Ocurre lo mismo con su empeño poético, que ni siquiera la barbarie logró truncar. Esto lo explica en una carta de agosto de 1948: «Quizá soy uno de los últimos que debe vivir hasta el fin el destino de los judíos en Europa, ¿y por qué debo hacerlo? Porque un poeta no puede dejar de escribir, aunque sea judío y escriba su poesía en alemán». Años después, al recibir el premio de la Ciudad de Bremen, lo explica así: «[El poema] puede ser una botella arrojada al mar, abandonada a la esperanza -tantas veces frágil, por supuesto- de que cualquier día, en alguna parte, pueda ser recogida en una playa, en la playa del corazón, tal vez».
Una vida rota, otra vez
La vida de Celan volvió a romperse en 1953, cuando perdió a su hijo François, recién nacido. A él le dedica estos versos: «Las dos puertas del mundo / están abiertas: / abiertas por ti / entre dos noches». El siguiente golpe llegó en la Navidad de 1962, con una gran depresión. En ese momento, por primera vez, abandonó la poesía. Por fortuna su voz renació: su silencio apenas duró un año.
En 1967 publicó «Atemwende», donde reunió las composiciones que alumbró entre 1963 y 1965. Ahí van dos ejemplos contradictorios (o no tanto). La esperanza: «Todavía quedan canciones que cantar / más allá de los hombres». El dolor: «Ciégate para siempre: / también la eternidad está llena de ojos».

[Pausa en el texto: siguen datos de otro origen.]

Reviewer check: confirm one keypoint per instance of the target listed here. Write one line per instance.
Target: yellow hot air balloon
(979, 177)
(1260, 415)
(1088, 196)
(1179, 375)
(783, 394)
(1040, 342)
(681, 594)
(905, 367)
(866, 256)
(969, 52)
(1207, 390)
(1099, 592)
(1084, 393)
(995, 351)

Celan vivió sus últimos momentos solo, en un apartamento en el número seis de la avenida Émile Zola, en París. El 20 de abril se arrojó al río Sena, aunque nadie supo de su muerte hasta días más tarde.
Fue un hombre trágico que no dejó de arrojar belleza al mundo. Un autor que demostró que la barbarie también puede ser un poema, porque en las sombras hay muchas verdades por encender.